Tuesday, 16 November 2010

Be wary of runaway stocks in a bull run

Be wary of runaway stocks in a bull run

The Bombay Stock Exchange (BSE) Sensitive Index (Sensex) revisiting the previous high of 20873 points could not have had a better timing, with Diwali and stocks making a perfect combination.

However, notwithstanding the festive connection, the index filled a psychological breach by erasing the damage of the great crash of 2008. Or maybe not.

I’m sorry to be the fly in the ointment, but I do think that investors should be paying more attention to what didn’t come back up rather than what did.

There are a number of stocks that haven’t made it back anywhere close to the highs that they touched in January 2008. For instance, for Reliance Communications (the worst of the lot), the Sensex is still at around 4800 points compared to January 2008.

And for anyone still hanging on to their DLF stocks, the Sensex is still at around 6400. There are a number of other stocks that have done almost as badly.
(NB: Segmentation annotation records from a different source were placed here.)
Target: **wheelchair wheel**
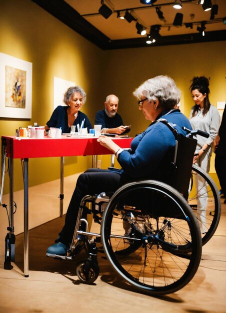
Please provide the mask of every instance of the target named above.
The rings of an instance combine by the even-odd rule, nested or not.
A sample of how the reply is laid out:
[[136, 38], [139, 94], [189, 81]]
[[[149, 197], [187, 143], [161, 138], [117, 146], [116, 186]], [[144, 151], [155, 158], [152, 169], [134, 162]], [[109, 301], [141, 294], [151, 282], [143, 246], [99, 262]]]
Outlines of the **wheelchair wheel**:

Predictably, these are mostly from the telecom and the real estate/infrastructure industries.

Interestingly, at the other end of the scale, there are only a couple of Sensex stocks that have actually outstripped the index over this period.

The moral of the story is obvious: In any kind of market rally, there are always some questionable stories that get sold. It all looks fine as long as the going is good, but when the cycle reverses, many of the stocks and sectors, which looked like great bets, turn out to have been over-hyped. Some of these never come back. How long will it take for a stock like DLF to capture its previous high on an inflation-adjusted basis? A decade, maybe two decades? I wouldn’t be surprised if it never did so.

Today’s markets are characterised by a huge flood of liquidity from foreign investors and, even more importantly, the expectation that this flood of liquidity will continue. Investors will do well to remember that in the stock market, the foundation of future fortunes are laid when stock prices are down. When the bulls are raging, then more often than not, investors are laying the foundations of future losses.

In today’s market (as in January 2008), there are good stocks that are overpriced and there are bad stocks that are overpriced. There may even be some good stocks that are rightly-priced. Good luck finding them.